The above analysis assumes that the side branch is normal (i.e., non-diseased). Atherosclerosis can clearly affect one or more coronary vessels in the bifurcation. As such, we recently introduced a rationale for estimating the diameter of a third (stenotic) branch of a bifurcation when the diameters of the other two branches are known13. The rationale is that the optimality principle of blood flow through a bifurcation still holds as long as disease in the two “normal” branches is diffuse (<50%) rather than focal. If the SB is diseased, the diameter or area of the SB would underestimate the perfused myocardial mass. In such a case, the diameter of the SB can be determined from the mother and other daughter vessel according to the 7/3 (2.33) power law10,13 and therefore used to determine the myocardial mass at risk. Furthermore, it should be noted that the scaling laws only represent the mean behaviour of the relationship between vessel lumen calibre and myocardial mass and it cannot account for the scatter or variability in the data common to biological measurements11.

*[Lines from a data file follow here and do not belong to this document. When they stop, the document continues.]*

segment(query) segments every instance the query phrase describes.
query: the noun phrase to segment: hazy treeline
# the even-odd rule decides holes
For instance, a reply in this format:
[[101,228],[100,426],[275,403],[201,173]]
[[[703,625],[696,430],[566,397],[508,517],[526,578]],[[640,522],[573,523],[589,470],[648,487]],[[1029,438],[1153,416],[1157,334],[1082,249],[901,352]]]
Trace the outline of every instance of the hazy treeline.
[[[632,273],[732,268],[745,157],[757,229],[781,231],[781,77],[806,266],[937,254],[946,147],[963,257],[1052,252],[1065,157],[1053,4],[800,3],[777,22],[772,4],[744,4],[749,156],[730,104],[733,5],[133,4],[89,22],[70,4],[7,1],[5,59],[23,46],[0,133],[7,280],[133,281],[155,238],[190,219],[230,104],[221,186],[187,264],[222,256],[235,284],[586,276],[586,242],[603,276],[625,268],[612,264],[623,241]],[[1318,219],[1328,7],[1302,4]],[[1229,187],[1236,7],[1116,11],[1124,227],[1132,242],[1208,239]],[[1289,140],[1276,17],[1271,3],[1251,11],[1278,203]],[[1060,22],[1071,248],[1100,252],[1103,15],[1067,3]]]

The clinical decision to treat bifurcation lesions is multifactorial14. Treatment of bifurcation lesions is complex and involves technical challenges as well as device-related factors (specialised bifurcation stents, different bifurcation stent techniques, etc.). The main point of this proof of concept study is to understand the theoretical relation between the size of the SB and the region of myocardial mass at potential risk of ischaemia or infarct. If the myocardial region at risk is significant (e.g., ~20% of the myocardial), then restoration of full blood flow through the side branch becomes the focus of the interventional therapy.
Conclusion
In summary, we provide a simple, easy to obtain index (from angiography) that provides the myocardial region at risk perfused by the SB. This relation can help guide the decision for bifurcation stenting where the SB may be at risk for occlusion. The present analysis formulates the intuitive notion that the larger the diameter of the SB, the more myocardial mass is at risk quantitatively. It provides a simple relation where the %infarct can be determined directly from the angiographic calibre of SB. This provides a basis for future human studies that may demarcate the calibre (and hence myocardial mass) in relation to cardiac biomarkers as a cut-off for treatment of SB.
Acknowledgements
This research was supported in part by the NIH National Heart, Lung, and Blood Institute Grant HL092048-5.
Conflict of interest statement
The authors have no conflicts of interest to declare.